自分のために死んでいつた命たちへの申し訳無さに苛まれているわけではないが責任が、責任だけが重くのしかかつている。自分には安息の地などないと常日頃から言い聞かせてきた私に深淵のプラザなど、自分を朽ちせしむる毒に他ならない。
「貴方は結局彼らになつてしまうのですか。あの有象無象共の中で溶けるのですか。苦しみを誰にも見てもらえないまま藻掻くのですか。」
「あゝ、溶けること以外はその通りだ。」
一切構わない。自分はどうせ誰かに助けられることなど叶わん。望んでもいない。これが最後の慈悲、休息地の提供なのだとしたら断つてやる。そんな物はいらない。甘やかしはもう懲り懲りである。
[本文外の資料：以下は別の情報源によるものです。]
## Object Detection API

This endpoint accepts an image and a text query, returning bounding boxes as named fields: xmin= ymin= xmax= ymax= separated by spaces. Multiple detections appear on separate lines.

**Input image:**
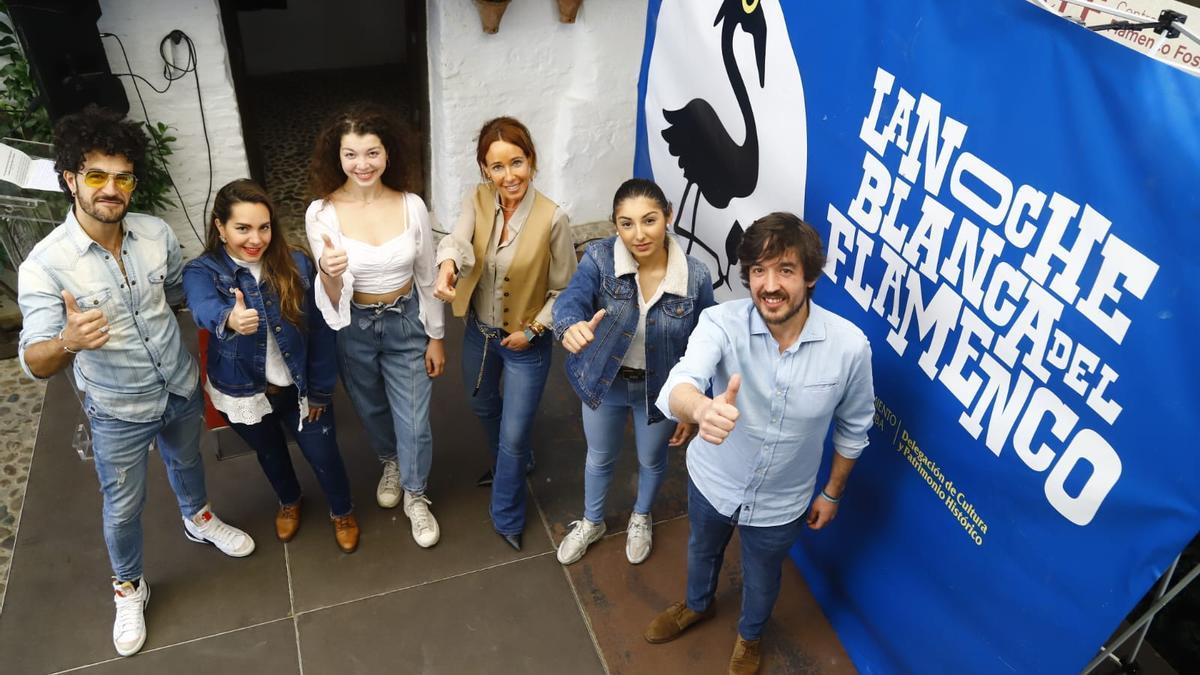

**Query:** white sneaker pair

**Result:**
xmin=558 ymin=513 xmax=654 ymax=565
xmin=404 ymin=490 xmax=442 ymax=549
xmin=113 ymin=577 xmax=150 ymax=656
xmin=376 ymin=459 xmax=404 ymax=508
xmin=184 ymin=504 xmax=254 ymax=557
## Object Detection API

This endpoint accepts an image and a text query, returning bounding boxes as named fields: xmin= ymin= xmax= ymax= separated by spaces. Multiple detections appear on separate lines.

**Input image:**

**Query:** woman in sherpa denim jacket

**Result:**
xmin=554 ymin=178 xmax=715 ymax=565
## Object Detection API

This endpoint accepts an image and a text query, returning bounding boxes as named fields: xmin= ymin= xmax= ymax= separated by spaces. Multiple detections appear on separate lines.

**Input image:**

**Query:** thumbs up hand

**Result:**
xmin=433 ymin=261 xmax=457 ymax=303
xmin=317 ymin=234 xmax=349 ymax=279
xmin=226 ymin=288 xmax=258 ymax=335
xmin=62 ymin=291 xmax=108 ymax=352
xmin=563 ymin=310 xmax=607 ymax=354
xmin=696 ymin=374 xmax=742 ymax=446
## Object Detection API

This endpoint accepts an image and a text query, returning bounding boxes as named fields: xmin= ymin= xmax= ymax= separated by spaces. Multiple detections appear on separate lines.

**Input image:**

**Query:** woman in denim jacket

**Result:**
xmin=184 ymin=180 xmax=359 ymax=552
xmin=554 ymin=178 xmax=715 ymax=565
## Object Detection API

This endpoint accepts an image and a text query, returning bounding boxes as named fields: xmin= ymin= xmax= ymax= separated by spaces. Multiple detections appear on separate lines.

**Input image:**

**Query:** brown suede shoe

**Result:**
xmin=275 ymin=500 xmax=300 ymax=542
xmin=642 ymin=603 xmax=713 ymax=645
xmin=730 ymin=635 xmax=762 ymax=675
xmin=330 ymin=513 xmax=359 ymax=554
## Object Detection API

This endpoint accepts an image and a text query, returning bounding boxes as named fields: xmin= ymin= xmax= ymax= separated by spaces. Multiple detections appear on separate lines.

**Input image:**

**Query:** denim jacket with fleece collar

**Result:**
xmin=554 ymin=235 xmax=716 ymax=424
xmin=184 ymin=249 xmax=337 ymax=406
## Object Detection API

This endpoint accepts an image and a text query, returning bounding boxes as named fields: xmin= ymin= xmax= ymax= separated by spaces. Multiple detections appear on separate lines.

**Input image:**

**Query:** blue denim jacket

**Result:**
xmin=18 ymin=209 xmax=199 ymax=422
xmin=554 ymin=237 xmax=716 ymax=424
xmin=184 ymin=249 xmax=337 ymax=406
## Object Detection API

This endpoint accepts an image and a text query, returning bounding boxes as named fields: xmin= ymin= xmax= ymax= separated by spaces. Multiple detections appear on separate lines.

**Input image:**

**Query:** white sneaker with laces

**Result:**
xmin=558 ymin=518 xmax=606 ymax=565
xmin=184 ymin=504 xmax=254 ymax=557
xmin=625 ymin=513 xmax=654 ymax=565
xmin=113 ymin=577 xmax=150 ymax=656
xmin=376 ymin=460 xmax=403 ymax=508
xmin=404 ymin=490 xmax=442 ymax=549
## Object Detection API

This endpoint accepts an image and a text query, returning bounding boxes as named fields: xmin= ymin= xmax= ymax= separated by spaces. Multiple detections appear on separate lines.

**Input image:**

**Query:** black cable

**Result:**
xmin=100 ymin=32 xmax=204 ymax=245
xmin=113 ymin=72 xmax=170 ymax=94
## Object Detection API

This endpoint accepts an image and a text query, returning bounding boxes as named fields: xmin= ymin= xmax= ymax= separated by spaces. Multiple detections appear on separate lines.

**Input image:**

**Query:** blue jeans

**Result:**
xmin=84 ymin=387 xmax=208 ymax=581
xmin=583 ymin=377 xmax=676 ymax=522
xmin=337 ymin=292 xmax=433 ymax=495
xmin=222 ymin=387 xmax=354 ymax=515
xmin=462 ymin=315 xmax=553 ymax=534
xmin=688 ymin=478 xmax=804 ymax=640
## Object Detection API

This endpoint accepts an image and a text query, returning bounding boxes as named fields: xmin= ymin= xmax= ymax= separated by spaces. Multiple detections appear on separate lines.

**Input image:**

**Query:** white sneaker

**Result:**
xmin=376 ymin=460 xmax=403 ymax=508
xmin=558 ymin=518 xmax=606 ymax=565
xmin=404 ymin=490 xmax=442 ymax=549
xmin=625 ymin=513 xmax=654 ymax=565
xmin=184 ymin=504 xmax=254 ymax=557
xmin=113 ymin=577 xmax=150 ymax=656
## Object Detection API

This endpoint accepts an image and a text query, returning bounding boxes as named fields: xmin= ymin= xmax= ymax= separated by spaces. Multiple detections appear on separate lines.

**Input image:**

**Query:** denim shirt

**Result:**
xmin=184 ymin=249 xmax=337 ymax=406
xmin=658 ymin=299 xmax=875 ymax=527
xmin=554 ymin=237 xmax=716 ymax=424
xmin=18 ymin=209 xmax=199 ymax=422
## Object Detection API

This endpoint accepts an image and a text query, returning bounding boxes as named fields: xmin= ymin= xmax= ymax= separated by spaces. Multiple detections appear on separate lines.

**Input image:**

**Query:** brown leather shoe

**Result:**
xmin=330 ymin=513 xmax=359 ymax=554
xmin=275 ymin=500 xmax=300 ymax=542
xmin=642 ymin=603 xmax=713 ymax=645
xmin=730 ymin=635 xmax=762 ymax=675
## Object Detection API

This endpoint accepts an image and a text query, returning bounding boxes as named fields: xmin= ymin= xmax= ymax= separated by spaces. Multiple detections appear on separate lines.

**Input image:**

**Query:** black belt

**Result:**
xmin=617 ymin=366 xmax=646 ymax=382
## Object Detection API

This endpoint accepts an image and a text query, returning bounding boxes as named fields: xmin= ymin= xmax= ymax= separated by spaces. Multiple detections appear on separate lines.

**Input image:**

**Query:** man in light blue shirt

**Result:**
xmin=18 ymin=108 xmax=254 ymax=656
xmin=646 ymin=213 xmax=875 ymax=673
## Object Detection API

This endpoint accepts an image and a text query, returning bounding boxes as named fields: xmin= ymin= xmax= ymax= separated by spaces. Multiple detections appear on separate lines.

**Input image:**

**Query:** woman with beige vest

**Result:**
xmin=434 ymin=118 xmax=576 ymax=550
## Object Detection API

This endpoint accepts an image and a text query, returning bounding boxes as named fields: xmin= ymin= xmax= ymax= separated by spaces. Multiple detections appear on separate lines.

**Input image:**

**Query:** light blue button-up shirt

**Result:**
xmin=18 ymin=210 xmax=199 ymax=422
xmin=658 ymin=299 xmax=875 ymax=527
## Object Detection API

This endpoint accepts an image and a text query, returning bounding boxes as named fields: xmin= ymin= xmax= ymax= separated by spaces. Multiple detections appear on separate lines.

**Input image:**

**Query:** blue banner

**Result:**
xmin=635 ymin=0 xmax=1200 ymax=673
「然様なら清掃人。もうこれで本当に来ることはないのだろう。でも何でもない朝のちよつとした暇つぶしにはなつた。」
「分かりました。救ひ得ぬ人がどう死ぬか。深淵のプラザは門を閉ざして見つめることにします。」
彼がそう言つた途端、目の前が暗くなり、氣付くといつも行く、遊具などほとんど撤去されてしまつた寂れた公園にゐた。子供の頃遊んだジャングルジムも今はもうない。草が生い茂り、ここもいずれ人が消え自然に還るのだといふ雰囲気が漂う無常の場であつた。
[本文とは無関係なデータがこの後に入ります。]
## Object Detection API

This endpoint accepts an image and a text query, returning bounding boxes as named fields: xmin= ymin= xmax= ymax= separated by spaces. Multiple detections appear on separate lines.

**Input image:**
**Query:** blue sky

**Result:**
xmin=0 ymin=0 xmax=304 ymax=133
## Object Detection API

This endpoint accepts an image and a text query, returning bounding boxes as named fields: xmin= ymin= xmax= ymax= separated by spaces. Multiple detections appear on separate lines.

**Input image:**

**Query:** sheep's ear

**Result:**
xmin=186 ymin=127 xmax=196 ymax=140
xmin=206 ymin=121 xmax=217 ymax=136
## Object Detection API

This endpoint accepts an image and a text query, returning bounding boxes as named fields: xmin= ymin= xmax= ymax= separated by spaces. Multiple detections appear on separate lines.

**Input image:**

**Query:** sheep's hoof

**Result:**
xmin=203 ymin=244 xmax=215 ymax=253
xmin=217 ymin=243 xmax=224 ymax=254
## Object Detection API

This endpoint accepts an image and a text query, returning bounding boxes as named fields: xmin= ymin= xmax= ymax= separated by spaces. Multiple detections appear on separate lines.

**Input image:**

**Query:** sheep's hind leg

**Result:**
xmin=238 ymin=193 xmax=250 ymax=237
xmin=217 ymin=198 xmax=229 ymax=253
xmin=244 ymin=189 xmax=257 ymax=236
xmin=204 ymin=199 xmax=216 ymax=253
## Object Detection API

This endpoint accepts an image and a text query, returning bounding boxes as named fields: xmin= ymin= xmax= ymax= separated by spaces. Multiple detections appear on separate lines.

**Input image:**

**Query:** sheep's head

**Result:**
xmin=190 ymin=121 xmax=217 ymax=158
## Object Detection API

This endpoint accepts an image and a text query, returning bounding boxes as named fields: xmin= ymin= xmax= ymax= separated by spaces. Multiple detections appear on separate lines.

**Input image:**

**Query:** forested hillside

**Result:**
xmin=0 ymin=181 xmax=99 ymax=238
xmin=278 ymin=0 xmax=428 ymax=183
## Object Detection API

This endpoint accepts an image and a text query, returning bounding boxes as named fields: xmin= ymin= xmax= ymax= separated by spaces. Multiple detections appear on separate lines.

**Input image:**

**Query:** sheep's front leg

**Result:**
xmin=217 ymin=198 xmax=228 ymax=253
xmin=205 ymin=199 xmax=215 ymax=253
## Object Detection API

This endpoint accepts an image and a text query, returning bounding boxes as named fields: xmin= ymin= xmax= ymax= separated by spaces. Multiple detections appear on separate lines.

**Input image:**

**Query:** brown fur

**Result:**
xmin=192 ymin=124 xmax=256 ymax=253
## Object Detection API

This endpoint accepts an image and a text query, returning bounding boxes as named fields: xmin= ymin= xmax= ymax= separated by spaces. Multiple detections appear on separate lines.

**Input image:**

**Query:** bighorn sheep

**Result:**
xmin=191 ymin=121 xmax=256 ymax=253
私は足早にそこを去る。後味の悪い夢の名残が足を絡みとつてしまひそうだつたからだ。だが、これで一つ節目を迎え、過去にけりをつけることができた。真の覺悟を手に入れ、あの黑く深い正しく闇の様な場所に身を投じずとも、現世の苦しみの中で痛みとともに生の實感を味わひながら生きるのだ。
私は家路につく。午前6時半。人々が目を覺ましつつある黎明の終わり。いつものやうに見る空き地に日に照らされた自動販賣機があるのが見えた。氣まぐれにオレンジジユースを買ふ。いつもと変わらない飲み慣れた味だつた。
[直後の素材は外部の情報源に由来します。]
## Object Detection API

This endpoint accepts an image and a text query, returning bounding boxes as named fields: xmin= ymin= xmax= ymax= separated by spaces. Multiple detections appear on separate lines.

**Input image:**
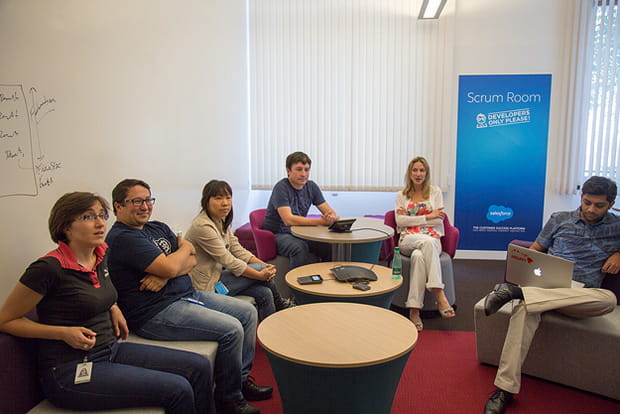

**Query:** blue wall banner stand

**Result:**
xmin=455 ymin=74 xmax=551 ymax=250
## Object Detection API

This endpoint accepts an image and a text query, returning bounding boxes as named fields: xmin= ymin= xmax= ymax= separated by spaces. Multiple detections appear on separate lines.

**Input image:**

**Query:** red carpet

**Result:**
xmin=252 ymin=330 xmax=620 ymax=414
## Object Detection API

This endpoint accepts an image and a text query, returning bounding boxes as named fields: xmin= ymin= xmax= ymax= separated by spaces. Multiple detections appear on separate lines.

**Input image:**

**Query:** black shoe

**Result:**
xmin=484 ymin=388 xmax=512 ymax=414
xmin=215 ymin=400 xmax=260 ymax=414
xmin=241 ymin=376 xmax=273 ymax=401
xmin=484 ymin=283 xmax=523 ymax=316
xmin=275 ymin=298 xmax=295 ymax=311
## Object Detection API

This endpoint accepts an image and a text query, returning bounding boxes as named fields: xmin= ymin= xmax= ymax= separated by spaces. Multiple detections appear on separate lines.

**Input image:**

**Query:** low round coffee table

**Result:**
xmin=285 ymin=262 xmax=403 ymax=308
xmin=257 ymin=303 xmax=418 ymax=414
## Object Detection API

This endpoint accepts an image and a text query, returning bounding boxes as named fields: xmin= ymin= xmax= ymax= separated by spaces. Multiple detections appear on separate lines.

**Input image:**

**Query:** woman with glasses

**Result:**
xmin=0 ymin=192 xmax=213 ymax=414
xmin=394 ymin=157 xmax=456 ymax=331
xmin=186 ymin=180 xmax=291 ymax=320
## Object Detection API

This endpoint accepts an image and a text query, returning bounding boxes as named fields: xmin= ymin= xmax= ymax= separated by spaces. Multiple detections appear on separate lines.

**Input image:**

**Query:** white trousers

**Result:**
xmin=495 ymin=287 xmax=617 ymax=394
xmin=398 ymin=234 xmax=444 ymax=309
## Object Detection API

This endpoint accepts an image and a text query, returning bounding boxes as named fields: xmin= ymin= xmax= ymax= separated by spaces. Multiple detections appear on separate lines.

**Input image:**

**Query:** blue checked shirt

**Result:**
xmin=536 ymin=208 xmax=620 ymax=288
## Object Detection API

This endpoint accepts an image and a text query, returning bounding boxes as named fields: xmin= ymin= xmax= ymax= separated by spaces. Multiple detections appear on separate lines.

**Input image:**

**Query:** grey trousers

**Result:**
xmin=495 ymin=287 xmax=617 ymax=394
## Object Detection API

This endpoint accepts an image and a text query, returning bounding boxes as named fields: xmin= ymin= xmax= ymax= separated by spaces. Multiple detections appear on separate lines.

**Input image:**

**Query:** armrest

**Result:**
xmin=252 ymin=227 xmax=277 ymax=261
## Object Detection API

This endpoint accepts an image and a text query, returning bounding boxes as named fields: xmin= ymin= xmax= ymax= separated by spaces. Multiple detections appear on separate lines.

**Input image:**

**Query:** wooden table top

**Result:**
xmin=258 ymin=302 xmax=418 ymax=368
xmin=291 ymin=217 xmax=394 ymax=244
xmin=285 ymin=262 xmax=403 ymax=297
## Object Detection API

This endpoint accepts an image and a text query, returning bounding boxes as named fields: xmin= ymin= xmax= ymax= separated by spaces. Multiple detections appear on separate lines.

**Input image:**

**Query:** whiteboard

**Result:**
xmin=0 ymin=0 xmax=249 ymax=302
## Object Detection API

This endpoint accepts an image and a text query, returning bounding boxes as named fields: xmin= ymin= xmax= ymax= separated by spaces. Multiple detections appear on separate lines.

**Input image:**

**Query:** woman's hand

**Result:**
xmin=110 ymin=304 xmax=129 ymax=339
xmin=426 ymin=207 xmax=446 ymax=220
xmin=396 ymin=207 xmax=409 ymax=216
xmin=61 ymin=326 xmax=97 ymax=351
xmin=258 ymin=265 xmax=276 ymax=282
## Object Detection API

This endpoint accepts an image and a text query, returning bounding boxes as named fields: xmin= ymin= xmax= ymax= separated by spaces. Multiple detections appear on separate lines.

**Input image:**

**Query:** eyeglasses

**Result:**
xmin=76 ymin=213 xmax=110 ymax=221
xmin=123 ymin=198 xmax=155 ymax=207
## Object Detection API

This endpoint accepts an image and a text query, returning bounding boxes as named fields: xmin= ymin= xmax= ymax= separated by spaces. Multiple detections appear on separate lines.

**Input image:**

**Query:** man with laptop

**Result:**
xmin=263 ymin=151 xmax=338 ymax=269
xmin=484 ymin=177 xmax=620 ymax=414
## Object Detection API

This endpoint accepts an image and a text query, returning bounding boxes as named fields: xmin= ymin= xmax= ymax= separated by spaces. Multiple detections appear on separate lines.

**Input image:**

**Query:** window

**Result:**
xmin=584 ymin=0 xmax=620 ymax=182
xmin=248 ymin=0 xmax=455 ymax=191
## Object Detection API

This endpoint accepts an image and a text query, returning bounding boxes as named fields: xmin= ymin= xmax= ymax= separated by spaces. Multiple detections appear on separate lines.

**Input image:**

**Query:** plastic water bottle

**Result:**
xmin=392 ymin=246 xmax=403 ymax=280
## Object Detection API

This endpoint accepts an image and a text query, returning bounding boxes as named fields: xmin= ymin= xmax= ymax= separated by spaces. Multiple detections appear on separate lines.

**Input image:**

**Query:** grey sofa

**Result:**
xmin=474 ymin=276 xmax=620 ymax=400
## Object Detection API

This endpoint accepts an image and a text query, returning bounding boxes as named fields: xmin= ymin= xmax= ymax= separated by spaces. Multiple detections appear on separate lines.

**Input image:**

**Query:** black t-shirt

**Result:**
xmin=106 ymin=221 xmax=194 ymax=330
xmin=20 ymin=247 xmax=116 ymax=368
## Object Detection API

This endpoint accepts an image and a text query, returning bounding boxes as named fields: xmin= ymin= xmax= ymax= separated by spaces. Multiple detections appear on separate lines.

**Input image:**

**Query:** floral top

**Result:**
xmin=394 ymin=186 xmax=444 ymax=238
xmin=403 ymin=200 xmax=441 ymax=238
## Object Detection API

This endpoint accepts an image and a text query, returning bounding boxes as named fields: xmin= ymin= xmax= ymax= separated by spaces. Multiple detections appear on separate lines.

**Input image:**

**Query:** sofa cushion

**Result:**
xmin=474 ymin=298 xmax=620 ymax=399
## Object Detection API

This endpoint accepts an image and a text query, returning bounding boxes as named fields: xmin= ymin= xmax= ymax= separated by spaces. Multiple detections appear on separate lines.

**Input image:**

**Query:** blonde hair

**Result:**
xmin=403 ymin=157 xmax=431 ymax=199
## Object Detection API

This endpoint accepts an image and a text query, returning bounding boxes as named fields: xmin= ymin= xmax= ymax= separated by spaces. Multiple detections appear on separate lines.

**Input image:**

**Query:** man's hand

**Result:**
xmin=110 ymin=304 xmax=129 ymax=339
xmin=601 ymin=252 xmax=620 ymax=275
xmin=140 ymin=274 xmax=170 ymax=292
xmin=258 ymin=266 xmax=276 ymax=282
xmin=321 ymin=212 xmax=340 ymax=226
xmin=177 ymin=234 xmax=196 ymax=256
だが、散歩終わりにこうやつてゆつくりと飲み物を飲むのはとても楽しいことだ。生きる意味ですらある。惡夢は午前中に人に話せといふ。生憎、私の周りにはどれだけ人がゐようと話せる様な人はいない。
しかし、良いではないか。関わりに心を縛られて誰か、といふ決まつた人間に恋焦がれずとも、こんなことで先程の纏わりつくような夢の余韻は醒めていつたのだから。そう、深淵のプラザはもう要らない。私には私の孤立を恐れない生き方がある。